Biden suspend les ventes d'armes à l'Arabie Saoudite et aux Émirats
"Il est typique au début d'une administration d'examiner les ventes en cours pour s'assurer que ce qui est envisagé est quelque chose qui fait avancer nos objectifs stratégiques et notre politique étrangère", a déclaré Antony Blinken, le nouveau secrétaire d'État américain.
C'est ainsi que le chef de la politique étrangère de M. Biden a expliqué la décision de son administration de suspendre plusieurs accords de vente d'armes avec l'Arabie Saoudite et les Émirats arabes unis. Des sources du Département d'État affirment qu'il s'agit d'une "action administrative de routine typique de la plupart des transitions".

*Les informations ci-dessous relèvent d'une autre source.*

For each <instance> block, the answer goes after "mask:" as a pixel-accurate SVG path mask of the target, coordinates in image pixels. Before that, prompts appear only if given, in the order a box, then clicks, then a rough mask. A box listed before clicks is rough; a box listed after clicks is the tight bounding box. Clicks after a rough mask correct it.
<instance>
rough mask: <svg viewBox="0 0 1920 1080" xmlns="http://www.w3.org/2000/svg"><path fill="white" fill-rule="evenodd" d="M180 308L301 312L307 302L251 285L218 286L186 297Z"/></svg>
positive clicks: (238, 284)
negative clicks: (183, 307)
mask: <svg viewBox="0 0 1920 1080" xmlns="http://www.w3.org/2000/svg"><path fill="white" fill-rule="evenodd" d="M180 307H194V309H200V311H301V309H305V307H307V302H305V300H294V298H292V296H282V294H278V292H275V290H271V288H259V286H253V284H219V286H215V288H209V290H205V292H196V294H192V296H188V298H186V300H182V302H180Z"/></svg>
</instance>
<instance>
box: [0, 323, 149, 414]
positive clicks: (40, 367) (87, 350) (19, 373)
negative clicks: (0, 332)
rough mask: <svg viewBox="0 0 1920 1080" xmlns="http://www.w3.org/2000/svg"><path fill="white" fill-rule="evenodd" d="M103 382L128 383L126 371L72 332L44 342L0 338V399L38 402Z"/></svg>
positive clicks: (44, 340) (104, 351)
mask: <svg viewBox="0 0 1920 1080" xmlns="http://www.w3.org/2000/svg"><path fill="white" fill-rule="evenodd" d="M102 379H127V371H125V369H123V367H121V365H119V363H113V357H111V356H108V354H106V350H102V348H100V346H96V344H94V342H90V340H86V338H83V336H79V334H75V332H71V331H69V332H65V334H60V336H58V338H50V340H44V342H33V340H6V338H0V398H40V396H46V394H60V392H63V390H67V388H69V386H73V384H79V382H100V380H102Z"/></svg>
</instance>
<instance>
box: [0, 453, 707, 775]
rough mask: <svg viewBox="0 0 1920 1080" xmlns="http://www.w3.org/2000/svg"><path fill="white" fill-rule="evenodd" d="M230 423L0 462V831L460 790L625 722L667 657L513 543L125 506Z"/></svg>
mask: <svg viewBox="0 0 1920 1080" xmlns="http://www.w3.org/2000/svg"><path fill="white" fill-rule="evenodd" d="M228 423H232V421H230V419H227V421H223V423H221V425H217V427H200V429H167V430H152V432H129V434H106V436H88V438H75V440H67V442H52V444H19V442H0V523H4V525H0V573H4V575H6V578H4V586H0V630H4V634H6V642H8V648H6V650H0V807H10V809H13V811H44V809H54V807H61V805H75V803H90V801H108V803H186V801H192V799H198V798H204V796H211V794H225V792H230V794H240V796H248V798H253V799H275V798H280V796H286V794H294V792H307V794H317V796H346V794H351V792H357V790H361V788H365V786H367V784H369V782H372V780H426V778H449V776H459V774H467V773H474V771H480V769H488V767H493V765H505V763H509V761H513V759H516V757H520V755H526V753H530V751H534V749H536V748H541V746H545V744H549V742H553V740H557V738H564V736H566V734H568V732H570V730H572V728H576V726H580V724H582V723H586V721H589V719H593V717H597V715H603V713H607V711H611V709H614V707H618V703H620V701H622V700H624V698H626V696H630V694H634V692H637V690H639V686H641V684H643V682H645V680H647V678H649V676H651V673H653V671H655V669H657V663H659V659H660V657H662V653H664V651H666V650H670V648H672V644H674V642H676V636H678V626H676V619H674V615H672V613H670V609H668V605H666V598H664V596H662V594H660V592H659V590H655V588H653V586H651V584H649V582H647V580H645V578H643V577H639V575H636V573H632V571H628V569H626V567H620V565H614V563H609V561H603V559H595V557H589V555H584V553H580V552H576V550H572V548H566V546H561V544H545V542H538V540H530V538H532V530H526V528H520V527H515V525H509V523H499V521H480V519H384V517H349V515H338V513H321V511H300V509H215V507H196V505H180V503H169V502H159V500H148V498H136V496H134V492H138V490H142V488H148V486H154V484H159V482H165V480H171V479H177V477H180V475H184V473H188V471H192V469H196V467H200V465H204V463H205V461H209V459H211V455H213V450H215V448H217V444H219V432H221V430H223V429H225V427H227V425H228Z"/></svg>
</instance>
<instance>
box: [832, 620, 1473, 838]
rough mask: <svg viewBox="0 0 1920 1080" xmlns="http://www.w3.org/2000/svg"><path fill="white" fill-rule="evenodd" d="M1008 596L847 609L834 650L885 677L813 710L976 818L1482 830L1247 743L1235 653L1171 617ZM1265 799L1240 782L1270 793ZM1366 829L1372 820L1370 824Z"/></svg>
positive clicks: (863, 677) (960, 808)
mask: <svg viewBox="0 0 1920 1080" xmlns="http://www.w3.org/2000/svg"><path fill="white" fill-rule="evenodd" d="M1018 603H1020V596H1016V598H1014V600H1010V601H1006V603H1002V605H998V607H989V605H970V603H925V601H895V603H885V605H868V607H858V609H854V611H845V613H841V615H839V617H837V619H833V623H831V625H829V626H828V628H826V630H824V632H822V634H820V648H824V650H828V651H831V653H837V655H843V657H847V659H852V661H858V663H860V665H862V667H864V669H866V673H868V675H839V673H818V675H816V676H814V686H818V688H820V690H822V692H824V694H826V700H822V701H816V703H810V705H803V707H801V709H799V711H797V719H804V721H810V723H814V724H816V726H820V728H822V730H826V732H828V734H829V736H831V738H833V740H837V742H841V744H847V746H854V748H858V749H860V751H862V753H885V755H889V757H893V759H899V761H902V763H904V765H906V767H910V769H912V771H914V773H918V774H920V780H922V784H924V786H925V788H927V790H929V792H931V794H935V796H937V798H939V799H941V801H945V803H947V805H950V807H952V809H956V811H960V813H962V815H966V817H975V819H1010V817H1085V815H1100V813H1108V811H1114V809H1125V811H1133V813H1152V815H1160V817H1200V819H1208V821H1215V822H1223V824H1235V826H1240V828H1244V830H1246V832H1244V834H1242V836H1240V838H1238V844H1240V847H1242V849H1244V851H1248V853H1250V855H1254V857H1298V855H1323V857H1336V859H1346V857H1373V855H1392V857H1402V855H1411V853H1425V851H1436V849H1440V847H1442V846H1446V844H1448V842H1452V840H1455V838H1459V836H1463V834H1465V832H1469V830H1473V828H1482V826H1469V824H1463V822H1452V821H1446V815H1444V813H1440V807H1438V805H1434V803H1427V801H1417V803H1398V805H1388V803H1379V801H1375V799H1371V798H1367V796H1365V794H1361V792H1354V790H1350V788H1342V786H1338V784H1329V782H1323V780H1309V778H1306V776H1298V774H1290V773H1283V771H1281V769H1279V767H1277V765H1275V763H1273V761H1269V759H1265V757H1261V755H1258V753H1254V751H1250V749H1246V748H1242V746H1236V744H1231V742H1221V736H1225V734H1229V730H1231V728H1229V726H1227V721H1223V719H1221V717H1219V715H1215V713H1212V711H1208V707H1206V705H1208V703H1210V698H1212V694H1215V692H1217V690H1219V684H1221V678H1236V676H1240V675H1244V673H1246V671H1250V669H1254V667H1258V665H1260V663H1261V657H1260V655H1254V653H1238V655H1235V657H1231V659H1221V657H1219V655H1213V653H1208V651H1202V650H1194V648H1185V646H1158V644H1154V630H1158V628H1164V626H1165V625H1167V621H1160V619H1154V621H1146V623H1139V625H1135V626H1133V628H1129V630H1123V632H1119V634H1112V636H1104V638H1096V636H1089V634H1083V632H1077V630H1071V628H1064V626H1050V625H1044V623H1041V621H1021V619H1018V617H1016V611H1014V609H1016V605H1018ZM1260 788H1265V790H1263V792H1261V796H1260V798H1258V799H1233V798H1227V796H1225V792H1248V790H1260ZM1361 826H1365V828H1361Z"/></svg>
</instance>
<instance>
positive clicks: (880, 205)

Les accords comprenaient la vente de 50 chasseurs furtifs F-35 aux EAU pour 23 milliards de dollars, ainsi que la bombe intelligente Paveway IV de Raytheon, équipée d'un GPS bi-mode tous temps et d'un guidage laser INS, et quelque 3 000 munitions à l'Arabie Saoudite pour 478 millions de dollars.
L'administration a déclaré que, pour le moment, les deux accords restent "en cours de révision". Cependant, alors que l'accord sur les munitions avec l'Arabie Saoudite est "bloqué", l'accord avec les Emirats Arabes Unis sur les chasseurs F-35 est "en cours d'examen".
L'ambassadeur des EAU aux États-Unis, Yousef al-Otaiba, a minimisé l'importance de la question dans une déclaration : "Comme lors des transitions précédentes, les EAU prévoient une révision des politiques actuelles par la nouvelle administration.
Al-Otaiba a déclaré que le paquet F-35 leur permet de maintenir la dissuasion de l'agression et de rassurer les partenaires régionaux. "Cela permet également aux EAU d'assumer un plus grand fardeau régional de sécurité collective, libérant ainsi les ressources américaines pour d'autres défis mondiaux", a-t-il ajouté.
Cependant, l'ambassadeur des Émirats était catégorique malgré la suspension de l'accord : "Nous travaillerons en étroite collaboration avec l'administration Biden sur une approche globale de la paix et de la stabilité au Moyen-Orient". Les autorités saoudiennes, quant à elles, n'ont pas encore fait de déclaration sur la question.
L'accord sur les chasseurs F-35 a été conclu en décembre dernier entre les Etats-Unis et les Emirats, dans le cadre des accords d'Abraham. À l'époque, l'objectif était de rapprocher les Émirats arabes unis et Israël. Ce dernier était d'ailleurs le seul pays de la région à posséder des chasseurs F-35, mais il a autorisé la vente aux Émirats, en partie grâce à l'échec des démocrates au Congrès, qui n'ont pas pu bloquer la transaction.
En 2019, l'administration Trump a approuvé des ventes d'armes d'une valeur de 8,1 milliards de dollars, destinées à la fois à l'Arabie saoudite et aux Émirats. Le Congrès n'est pas intervenu, car le président de l'époque a décrété l'"état d'urgence" pour éviter la procédure.
Plusieurs membres du Congrès ont critiqué cette décision, dont certains républicains. Plusieurs organisations de défense des droits de l'homme ont dénoncé que la vente d'armes américaines était utilisée par l'armée saoudienne pour attaquer des cibles civiles au Yémen.
La guerre au Yémen est déjà devenue la plus grande crise humanitaire de la planète. Après le soulèvement huthi de mars 2015, l'Arabie Saoudite a commencé à assiéger le pays, causant la mort de milliers de civils.
Les Saoudiens étaient alors soutenus par les Etats-Unis, leur principal fournisseur d'armes, et les Emirats Arabes Unis. L'objectif était d'empêcher les Huthis, le groupe insurgé chiite d'influence iranienne, de prendre le pouvoir.
Le secrétaire d'État sous l'administration Trump, Mike Pompeo, a annoncé quelques jours avant de quitter ses fonctions la désignation des Huthis comme organisation terroriste. Cette décision s'accompagnerait d'un ensemble de sanctions qui empêcheraient l'aide humanitaire au Yémen.
Son successeur à ce poste, Tony Blinken, a annoncé que sa priorité pour le moment est de lever les sanctions contre les Huthis, malgré "la poursuite de l'agression contre Sanaa, nos alliés saoudiens et les violations des droits de l'homme et autres atrocités, y compris l'encouragement de groupes radicaux violents".
Toutefois, M. Blinken a reconnu l'existence d'une "campagne menée par les Saoudiens" qui a également contribué à la "plus grande crise humanitaire du monde". Et qu'il est nécessaire que l'administration Biden fasse "tout ce qui est en son pouvoir" pour maintenir l'aide humanitaire au Yémen.